Department of Computer Science, University of York, Heslington, York YO10 5GH, United Kingdom.
Department of Chemistry, University of York, Heslington, York YO10 5DD, United Kingdom.
Acta Crystallogr D Struct Biol. 2021 Dec 1;77(Pt 12):1591-1601. doi: 10.1107/S2059798321010500. Epub 2021 Nov 29.
Proteins are macromolecules that perform essential biological functions which depend on their three-dimensional structure. Determining this structure involves complex laboratory and computational work. For the computational work, multiple software pipelines have been developed to build models of the protein structure from crystallographic data. Each of these pipelines performs differently depending on the characteristics of the electron-density map received as input. Identifying the best pipeline to use for a protein structure is difficult, as the pipeline performance differs significantly from one protein structure to another. As such, researchers often select pipelines that do not produce the best possible protein models from the available data. Here, a software tool is introduced which predicts key quality measures of the protein structures that a range of pipelines would generate if supplied with a given crystallographic data set. These measures are crystallographic quality-of-fit indicators based on included and withheld observations, and structure completeness. Extensive experiments carried out using over 2500 data sets show that the tool yields accurate predictions for both experimental phasing data sets (at resolutions between 1.2 and 4.0 Å) and molecular-replacement data sets (at resolutions between 1.0 and 3.5 Å). The tool can therefore provide a recommendation to the user concerning the pipelines that should be run in order to proceed most efficiently to a depositable model.

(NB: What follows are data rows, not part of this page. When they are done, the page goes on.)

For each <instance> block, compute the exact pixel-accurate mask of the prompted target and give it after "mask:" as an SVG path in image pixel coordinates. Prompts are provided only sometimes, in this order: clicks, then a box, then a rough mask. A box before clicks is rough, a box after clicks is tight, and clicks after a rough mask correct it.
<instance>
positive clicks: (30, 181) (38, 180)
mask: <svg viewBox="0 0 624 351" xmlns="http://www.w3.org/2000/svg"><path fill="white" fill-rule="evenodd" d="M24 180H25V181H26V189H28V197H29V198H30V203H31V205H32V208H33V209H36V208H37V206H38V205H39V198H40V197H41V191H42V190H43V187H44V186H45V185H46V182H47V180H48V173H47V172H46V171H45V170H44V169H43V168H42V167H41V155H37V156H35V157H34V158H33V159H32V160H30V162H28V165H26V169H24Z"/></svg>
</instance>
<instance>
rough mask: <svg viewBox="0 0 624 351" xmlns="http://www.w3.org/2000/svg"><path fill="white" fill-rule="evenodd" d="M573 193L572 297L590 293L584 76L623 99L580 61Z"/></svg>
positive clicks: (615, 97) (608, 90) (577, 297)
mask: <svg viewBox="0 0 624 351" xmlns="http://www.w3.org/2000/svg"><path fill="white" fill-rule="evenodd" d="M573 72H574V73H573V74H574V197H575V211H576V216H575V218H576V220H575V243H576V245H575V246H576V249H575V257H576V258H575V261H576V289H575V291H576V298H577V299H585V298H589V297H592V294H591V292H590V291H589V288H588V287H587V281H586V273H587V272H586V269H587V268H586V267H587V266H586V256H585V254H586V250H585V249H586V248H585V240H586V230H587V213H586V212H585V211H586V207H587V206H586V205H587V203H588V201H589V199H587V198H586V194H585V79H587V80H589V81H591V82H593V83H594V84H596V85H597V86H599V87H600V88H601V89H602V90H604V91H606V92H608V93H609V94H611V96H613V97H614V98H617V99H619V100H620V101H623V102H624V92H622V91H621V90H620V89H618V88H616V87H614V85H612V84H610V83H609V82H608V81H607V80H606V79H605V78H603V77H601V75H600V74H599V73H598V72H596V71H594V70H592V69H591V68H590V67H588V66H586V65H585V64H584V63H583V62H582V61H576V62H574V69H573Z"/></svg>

蛋白质是执行基本生物功能的大分子,这些功能取决于其三维结构。确定这种结构涉及复杂的实验室和计算工作。对于计算工作,已经开发了多个软件管道,以便根据晶体学数据构建蛋白质结构模型。这些管道中的每一个在接收输入的电子密度图的特征不同时,表现也不同。由于不同蛋白质结构之间的管道性能差异很大,因此确定要使用哪种最佳管道来构建蛋白质结构是很困难的。因此,研究人员通常选择从可用数据中生成最佳蛋白质模型的管道。这里介绍了一种软件工具,该工具预测了一系列管道在提供给定晶体数据集时生成的蛋白质结构的关键质量度量。这些度量是基于包含和排除观察的晶体质量拟合指标,以及结构完整性。使用超过 2500 个数据集进行的广泛实验表明,该工具可准确预测实验相位数据集(分辨率在 1.2 到 4.0 Å 之间)和分子置换数据集(分辨率在 1.0 到 3.5 Å 之间)。因此,该工具可以为用户提供有关应运行哪些管道的建议,以便最有效地进行可存储模型。